Türkiye's TPAO among firms awarded oil, gas exploration blocks in Libya
A view of the center hosting Libya's first bidding round for oil exploration in more than 17 years, Tripoli, Libya, Feb. 11, 2026. (AA Photo)


Libya awarded oil and gas exploration blocks to foreign firms on Wednesday, including a subsidiary of the Turkish Petroleum Corporation (TPAO), in the North African nation's first licensing round in nearly two decades.

The National Oil Corporation (NOC) announced the winners of its first bidding round since 2007, allocating key acreage across the onshore Sirte and Murzuq basins and the offshore Sirte basin in the gas-rich Mediterranean.

The hydrocarbon-rich country is seeking to draw major global energy companies back, while boosting daily oil production by 850,000 barrels over the next 25 years.

This marks "a return of trust and resuming institutional work in one of the country's most important sectors after a long time of pause and challenges," Masoud Suleman, head of the NOC, said during the announcement ceremony.

The NOC chief also promised "integrity, transparency, equal opportunities" and to "maximize national returns."

A consortium comprising Turkish Oil Petroleum Company (TOPC), an international arm of Türkiye's state-owned TPAO, and Spain's Repsol won an exploration license for Libya's C3 basin, the NOC said.

A separate consortium of TOPC, Repsol and Hungary's MOL offered the leading bid for the Offshore Area 07.

Italy’s Eni and QatarEnergy secured rights to Offshore Area 01, strengthening a strategic partnership between them that has expanded across the Mediterranean.

U.S. major Chevron secured the Sirte S4 exploration license, marking a significant return to Libya’s most prolific onshore basin.

In the southern Murzuq basin, Nigeria’s Aiteo won the M1 license, representing a rare entry by an African independent into the country’s upstream sector.

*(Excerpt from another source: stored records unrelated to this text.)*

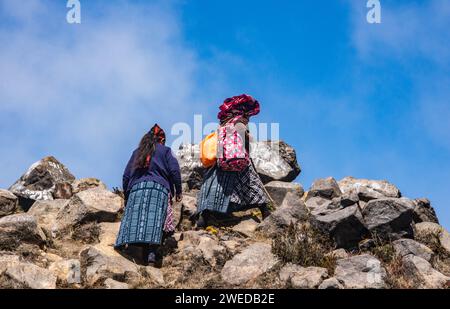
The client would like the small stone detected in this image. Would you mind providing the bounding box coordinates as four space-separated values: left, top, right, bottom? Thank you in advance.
0 189 19 217
104 278 130 290
319 278 344 290
362 198 414 239
392 239 433 262
334 254 387 289
232 219 258 237
403 254 450 289
306 177 342 200
72 178 107 194
49 259 81 284
221 243 278 285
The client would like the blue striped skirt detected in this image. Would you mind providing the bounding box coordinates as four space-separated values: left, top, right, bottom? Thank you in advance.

Libyan Prime Minister Abdul Hamid Mohammed Dbeibah (front 4th R) and Oil and Gas Minister Khalifa Abdulsadek (front 6th R) attend Libya's first bidding round for oil exploration in more than 17 years, Tripoli, Libya, Feb. 11, 2026. (AA Photo)

Oil and Gas Minister Khalifa Abdulsadek said last month that Türkiye could play a "key role" in offshore energy development in Libya.

After his talks in Tripoli last month, Energy and Natural Resources Minister Alparslan Bayraktar said 2026 would be a "landmark year" in Türkiye-Libya cooperation. "It will be the energy year," he said.

Libya is one of Africa's biggest oil producers and a member of the Organization of the Petroleum Exporting Countries (OPEC).

Foreign investors have been wary of putting money into Libya, which plunged into chaos since a NATO-backed uprising toppled and killed longtime dictator Moammar Gadhafi in 2011.

It remains divided between the U.N.-recognized government in the west and its eastern rival, backed by military commander Khalifa Haftar.

Disputes between them over oil revenues have often led to oilfield shutdowns and output disruptions.

Libya currently produces around 1.5 million barrels a day, sitting on Africa's largest oil reserves at an estimated 48.4 billion barrels.

"Today's announcements are not merely technical or administrative," NOC's Suleman said. "They are part of a broader national path that aims for prosperity, growth, the return of normalcy."

Last month, Libya signed agreements worth more than $20 billion of investment by TotalEnergies and ConocoPhillips, to increase oil production within 25 years.